The solar wind interaction with Mars revisited

Owing to a paucity of observational data, no clear consensus has been reached concerning the general nature of the solar wind interaction with Mars. In particular, the previous analyses are still at odds regarding the existence of a small intrinsic field magnetosphere at Mars as opposed to a Venus-type ionospheric interaction (e.g., Russell, 1978a,b; Dolginov, 1978b,c). This study contributes to the resolution of this question in three ways. First, an improved determination of effective obstacle altitude and shape is obtained from the Mars 2,3, and 5 bow shock encounters through the use of a recently published catalog of gasdynamic flow solutions (Spreiter and Stahara, 1980a,b). Second, building upon the Pioneer Venus findings at a field-free planet (Brace et al., 1980; Elphic et al., 1980), it is shown that the Martian ionosphere cannot support a Venus-type ionopause at the obstacle altitudes inferred through our modeling of the bow wave observations even when maximal induced ionospheric magnetic fields and solar maximum EUV levels are assumed. These results allow an effective Mars magnetic dipole moment of 1.4 (±0.6) × 1022 G-cm3 to be determined that stands off the solar wind over the dayside hemisphere at altitudes ranging from∼500 km at the subsolar point to ∼1000 km near the terminator with no direct aid from the ionosphere under average solar wind/magnetospheric conditions. Third, a search of published Mars and Mariner radio occultation measurements produced no evidence for the existence of an ionopause at Mars in agreement with the Viking study of Lindal et al. (1979).
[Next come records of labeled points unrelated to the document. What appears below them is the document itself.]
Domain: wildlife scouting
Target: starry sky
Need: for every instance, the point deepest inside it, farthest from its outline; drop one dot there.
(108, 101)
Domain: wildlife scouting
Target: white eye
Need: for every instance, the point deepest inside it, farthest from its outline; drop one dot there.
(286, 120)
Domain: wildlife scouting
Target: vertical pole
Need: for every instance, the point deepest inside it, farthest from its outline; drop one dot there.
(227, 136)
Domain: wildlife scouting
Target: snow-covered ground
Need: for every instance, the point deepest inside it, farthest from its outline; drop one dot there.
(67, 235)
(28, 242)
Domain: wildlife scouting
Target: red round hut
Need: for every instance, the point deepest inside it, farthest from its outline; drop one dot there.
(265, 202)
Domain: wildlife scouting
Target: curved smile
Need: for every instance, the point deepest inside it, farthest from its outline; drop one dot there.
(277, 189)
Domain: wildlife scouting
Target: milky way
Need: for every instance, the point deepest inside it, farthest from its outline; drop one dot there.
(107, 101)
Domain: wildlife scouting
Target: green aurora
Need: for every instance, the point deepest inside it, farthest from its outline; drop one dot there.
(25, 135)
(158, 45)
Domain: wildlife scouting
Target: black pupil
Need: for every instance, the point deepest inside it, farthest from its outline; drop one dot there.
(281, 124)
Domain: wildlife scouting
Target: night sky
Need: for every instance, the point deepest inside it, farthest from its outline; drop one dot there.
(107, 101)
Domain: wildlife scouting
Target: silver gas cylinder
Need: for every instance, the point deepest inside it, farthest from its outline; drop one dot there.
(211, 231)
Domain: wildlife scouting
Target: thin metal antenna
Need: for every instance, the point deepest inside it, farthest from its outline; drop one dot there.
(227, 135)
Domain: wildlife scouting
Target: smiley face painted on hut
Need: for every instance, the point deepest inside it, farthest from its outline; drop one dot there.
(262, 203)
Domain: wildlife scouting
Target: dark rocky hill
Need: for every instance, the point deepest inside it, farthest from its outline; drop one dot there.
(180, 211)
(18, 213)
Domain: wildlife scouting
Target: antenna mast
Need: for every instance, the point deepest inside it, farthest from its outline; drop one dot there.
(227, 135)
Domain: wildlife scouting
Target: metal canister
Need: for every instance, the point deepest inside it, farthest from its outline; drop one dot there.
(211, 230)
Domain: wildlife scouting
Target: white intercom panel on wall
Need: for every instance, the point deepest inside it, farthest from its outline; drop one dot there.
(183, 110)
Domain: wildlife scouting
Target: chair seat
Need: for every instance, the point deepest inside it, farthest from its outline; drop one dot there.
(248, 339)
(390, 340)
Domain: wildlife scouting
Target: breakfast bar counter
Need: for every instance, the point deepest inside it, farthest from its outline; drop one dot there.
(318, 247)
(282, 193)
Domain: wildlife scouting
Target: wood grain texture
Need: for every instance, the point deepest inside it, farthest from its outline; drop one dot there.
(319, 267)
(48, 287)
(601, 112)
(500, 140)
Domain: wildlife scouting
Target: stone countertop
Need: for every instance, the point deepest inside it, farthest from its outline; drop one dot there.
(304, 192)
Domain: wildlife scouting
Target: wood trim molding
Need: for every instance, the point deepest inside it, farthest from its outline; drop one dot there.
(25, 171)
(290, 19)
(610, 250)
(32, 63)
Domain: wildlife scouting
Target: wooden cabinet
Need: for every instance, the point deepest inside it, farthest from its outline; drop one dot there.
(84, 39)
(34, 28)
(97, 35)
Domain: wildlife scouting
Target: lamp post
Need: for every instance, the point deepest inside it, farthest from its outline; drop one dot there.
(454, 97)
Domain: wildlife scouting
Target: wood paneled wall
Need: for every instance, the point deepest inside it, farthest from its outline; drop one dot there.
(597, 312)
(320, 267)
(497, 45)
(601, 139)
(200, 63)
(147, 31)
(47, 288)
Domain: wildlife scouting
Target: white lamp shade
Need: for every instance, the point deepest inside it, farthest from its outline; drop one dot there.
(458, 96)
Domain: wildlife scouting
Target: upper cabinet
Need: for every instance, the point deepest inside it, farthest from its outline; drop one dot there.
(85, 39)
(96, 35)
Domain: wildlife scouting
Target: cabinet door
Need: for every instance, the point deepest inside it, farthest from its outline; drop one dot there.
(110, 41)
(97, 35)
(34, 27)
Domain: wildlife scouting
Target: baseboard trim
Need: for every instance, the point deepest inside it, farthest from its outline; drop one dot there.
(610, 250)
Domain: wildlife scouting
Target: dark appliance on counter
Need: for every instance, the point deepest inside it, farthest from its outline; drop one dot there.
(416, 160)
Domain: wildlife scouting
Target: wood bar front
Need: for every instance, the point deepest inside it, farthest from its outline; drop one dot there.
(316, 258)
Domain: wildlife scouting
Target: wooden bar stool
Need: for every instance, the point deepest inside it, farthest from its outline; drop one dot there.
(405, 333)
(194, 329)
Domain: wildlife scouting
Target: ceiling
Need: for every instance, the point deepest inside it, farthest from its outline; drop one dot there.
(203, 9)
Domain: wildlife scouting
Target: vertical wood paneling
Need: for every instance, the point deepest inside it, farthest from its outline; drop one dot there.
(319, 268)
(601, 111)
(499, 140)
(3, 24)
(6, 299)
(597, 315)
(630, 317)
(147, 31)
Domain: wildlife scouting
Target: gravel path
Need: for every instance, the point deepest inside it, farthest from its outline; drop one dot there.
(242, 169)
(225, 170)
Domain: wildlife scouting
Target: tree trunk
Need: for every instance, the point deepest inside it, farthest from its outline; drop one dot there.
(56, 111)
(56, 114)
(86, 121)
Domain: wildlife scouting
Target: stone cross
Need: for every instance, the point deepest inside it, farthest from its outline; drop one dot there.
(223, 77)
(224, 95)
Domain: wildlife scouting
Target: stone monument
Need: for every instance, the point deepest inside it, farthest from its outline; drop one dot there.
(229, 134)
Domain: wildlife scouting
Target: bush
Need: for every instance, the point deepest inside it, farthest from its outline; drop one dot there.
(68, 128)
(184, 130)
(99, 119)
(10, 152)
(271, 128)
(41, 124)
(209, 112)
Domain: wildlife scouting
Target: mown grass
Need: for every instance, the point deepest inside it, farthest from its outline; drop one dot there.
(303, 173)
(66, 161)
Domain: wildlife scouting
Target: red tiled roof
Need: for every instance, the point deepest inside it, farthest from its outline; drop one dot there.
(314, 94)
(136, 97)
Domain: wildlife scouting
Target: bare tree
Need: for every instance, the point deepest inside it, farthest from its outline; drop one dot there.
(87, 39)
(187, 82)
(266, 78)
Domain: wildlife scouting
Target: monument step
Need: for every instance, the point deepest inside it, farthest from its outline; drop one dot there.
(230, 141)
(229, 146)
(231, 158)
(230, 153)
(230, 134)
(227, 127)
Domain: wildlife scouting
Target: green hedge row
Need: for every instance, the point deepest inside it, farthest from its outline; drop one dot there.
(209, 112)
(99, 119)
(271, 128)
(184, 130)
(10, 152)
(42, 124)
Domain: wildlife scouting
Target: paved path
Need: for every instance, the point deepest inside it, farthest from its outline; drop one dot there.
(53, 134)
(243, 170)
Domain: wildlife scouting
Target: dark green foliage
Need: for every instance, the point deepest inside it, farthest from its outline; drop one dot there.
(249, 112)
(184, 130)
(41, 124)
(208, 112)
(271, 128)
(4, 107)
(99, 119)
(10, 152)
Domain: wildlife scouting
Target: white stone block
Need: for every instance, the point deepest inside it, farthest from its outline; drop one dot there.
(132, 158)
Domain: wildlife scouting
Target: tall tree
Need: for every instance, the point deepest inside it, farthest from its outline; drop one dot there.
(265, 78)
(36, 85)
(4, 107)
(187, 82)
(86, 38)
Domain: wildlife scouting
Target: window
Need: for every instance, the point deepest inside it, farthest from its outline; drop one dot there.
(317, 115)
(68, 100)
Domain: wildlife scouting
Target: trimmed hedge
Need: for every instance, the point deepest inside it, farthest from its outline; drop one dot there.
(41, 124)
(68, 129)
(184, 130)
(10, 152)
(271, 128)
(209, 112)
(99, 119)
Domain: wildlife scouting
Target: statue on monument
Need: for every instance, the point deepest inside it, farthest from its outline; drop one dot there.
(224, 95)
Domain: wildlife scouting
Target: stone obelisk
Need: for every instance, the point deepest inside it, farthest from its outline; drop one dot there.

Rather, the electron density altitude profiles appear qualitatively consistent with the Martian ionosphere terminating in a chemopause associated with the effects of magnetospheric convection as first proposed by Bauer and Hartle (1973). After a review of the various arguments in the literature, as supplemented by the results of this study, we conclude that Mars most probably possesses a small intrinsic field magnetosphere.